In August, the only subject beyond the “Russian” thematic cluster was a bizarre incident on the Israeli media scrutinized by the PSCRP team. On August 11th, the Israeli state-owned TV channel “Kan11” reported that “the Army leadership instructed all personnel to evacuate from Georgia and Azerbaijan.” This statement, not supported by citing the relevant order, was neither confirmed nor corrected by the IDF press office. This created the impression that Israeli military contingents were present in Azerbaijan and Georgia and that they were threatened by “Iranian retaliation” for the death of Ismail Haniyeh. The spread of this false information was condemned by the Azerbaijan media agency.

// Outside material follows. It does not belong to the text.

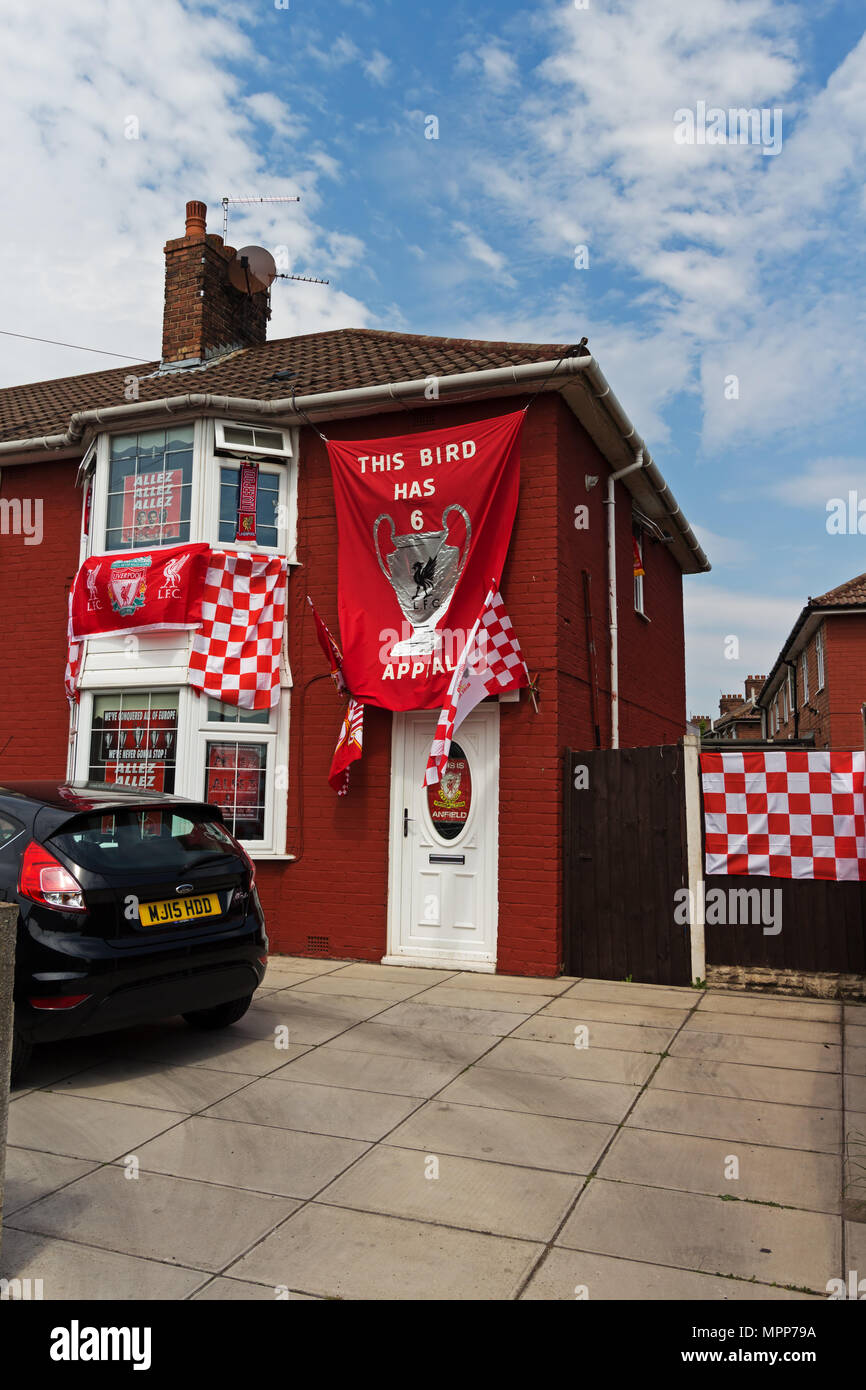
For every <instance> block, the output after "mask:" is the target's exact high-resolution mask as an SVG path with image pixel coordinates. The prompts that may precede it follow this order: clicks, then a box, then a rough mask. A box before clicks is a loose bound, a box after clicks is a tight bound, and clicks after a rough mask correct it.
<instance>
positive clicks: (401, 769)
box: [385, 703, 499, 970]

The Israeli media published a clarification (still in the absence of any clear IDF reaction): they were referring to Israeli tourists who are subject to military service and who could be attacked or kidnapped in these countries. However, it was too late already: the Iranian media and Telegram channels have launched a fake news campaign about the presence of the Israeli military contingent and bases in Azerbaijan. This campaign was actively supported by the Armenian media, both in Armenia proper and in the diaspora; the claims of Israeli bases being present in… Nagorno Karabakh were even discussed by an Armenian National Assembly member. The authors conclude that, first, “the IDF press office and other government agencies should be careful in the wording of their statements, as they will be used by Israel’s enemies to harm the Jewish state and its allies.” Second, “Armenia and the Armenian diaspora, which in most cases follow different political agendas, must now be viewed as hostiles, at the very least, if not as sworn allies of Iran.”
The Post-Soviet Conflicts Research Program at the BESA Center continues to keep abreast of the major political events in the former Soviet area and to inform our readership of what is going on in post-Soviet Eurasia.